The salary/benefits package is substantially lower than you need
You might be thinking that this reason is too obvious to make a list like this. However, too often, I hear stories from people who have accepted positions below their salary expectations only to eventually become resentful and looking for a way to correct the error. As long as your salary and benefit expectations are reasonable for:
- The level of the position you’re seeking
- The size of the organization you’re joining
- The local of the organization you’re joining
You should have no qualms about sticking to your guns. Although I’ve always hated the salary negotiations part of accepting a new job, by the time companies get to the point of making a firm offer, it’s not that likely that a reasonable request for a few thousand additional dollars or additional days off will end up in an offer being terminated. Getting at least close to what you need will make a world of difference down the line.

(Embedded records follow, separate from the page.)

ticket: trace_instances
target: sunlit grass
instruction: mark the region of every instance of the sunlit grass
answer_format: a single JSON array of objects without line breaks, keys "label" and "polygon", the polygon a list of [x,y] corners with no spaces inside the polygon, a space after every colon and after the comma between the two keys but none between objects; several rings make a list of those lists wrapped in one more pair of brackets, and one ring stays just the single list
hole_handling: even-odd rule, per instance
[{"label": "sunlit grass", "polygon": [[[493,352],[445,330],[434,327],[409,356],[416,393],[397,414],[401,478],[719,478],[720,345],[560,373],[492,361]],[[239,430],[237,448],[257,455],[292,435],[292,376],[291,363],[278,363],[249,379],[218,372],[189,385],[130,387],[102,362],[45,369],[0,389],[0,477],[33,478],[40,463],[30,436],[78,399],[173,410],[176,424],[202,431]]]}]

If a company is not sure about increasing the offer, ask for a contractual stipulation that makes the increase kick in after year one based on your performance. You know you’re going to give your best and it could be reflected in that first increase, but get it in writing.
Accepting the job would impact your personal work/life balance
I’ll admit it… I made this mistake once. During the interview, I left knowing that the job was going to be grueling, and not because of the actual IT work itself. Rather, it was the rest of the “cultural” stuff that was a requirement for all salaried employees, including, a requirement to work, at a minimum, 10 hour days each day, sing at company events (yes, if you failed to sing, you were written up; I was once told to reprimand one of my employees for not singing loud enough), be subjected to undocumented matrix management, and give up numerous weekends and holidays for the first three years. Personally, I have no problem with working hard and giving it my all, but I also demand flexibility in return. Even though I tend to work more than I should, even this job was too much for my tastes, and I left and moved in to greener (and promoted) pastures after not that much time.
I freely admit that I accepted the job knowing that it was going to be a bad fit, but kept saying, “It won’t be as bad as I think.”
Everyone has different expectations and needs in their work environment. I like to think that organizations – in most cases – can be flexible enough to keep everyone at least semi-happy on both sides. Unfortunately, it’s becoming increasingly common for American companies to demand far more from their workers than many are prepared to give. Whether this is because corporations are simply greedy or workers are simply lazy is often debated. Personally, I believe there has to be a middle ground in which the needs of both are respected.
At the very least, if you sense that a job is going to be a disaster during an interview, just walk away.
The CEO has no technology interest
At the same job I described above, I discovered that the CEO had absolutely zero interest in technology and prided himself on the fact that he didn’t have a computer in his offer or at home. In fact, to respond to emails, his assistant printed the message, he wrote his reply on the back and she then typed the response.
Yes, this was early in my career and I made a mistake.
As you can imagine, technology needs were not always considered a priority, leading to struggles to meet basic needs of users and customers. That’s not the kind of environment I wanted to run, so I left.
And, I hate singing.
The CEO’s inner circle is dominated by group-think
This could be difficult to gauge during a short interview, but it’s always important to try to figure out how decisions are made at the top level of the organization, particularly if you’re going to be a part of the C-suite. Organizations flourish only when problems, ideas, and solutions can be transparently and openly debated in a professional way.
During an interview, it’s critical to determine – as much as possible – the real power structure of the organization. This power structure rarely matches the org chart. Who does the CEO trust? Who does he really listen to? Is decision-making open and transparent? Is it possible to raise red flags without being attacked for it? Is it an environment that fosters creativity or one that stifles it?
Most CIOs that I know are creative people that want to do everything they can to provide the best possible solutions to the business. Enduring in an stifling environment in which uncheckable group-think is the predominant decision-making process stifles creativity and leads to ongoing frustration as those with different ideas yearn to be “heard” through the stifling silence.
It’s the wrong job
Not every CIO job is created equal. Many “CIOs” are CIOs in name only and are really just IT managers with a fancy title. For those that are really CIOs – that is, strategic, visionary, influential, beyond the tech – being an IT manager focused solely on tech would be a really frustrating job and vice versa; a person that loves the tech might be frustrated at having to split his focus. Most CIOs either don’t focus much on the actual technology or split their time between technology and the business in some way.
Make sure that you’re jumping into a CIO role at the level you want.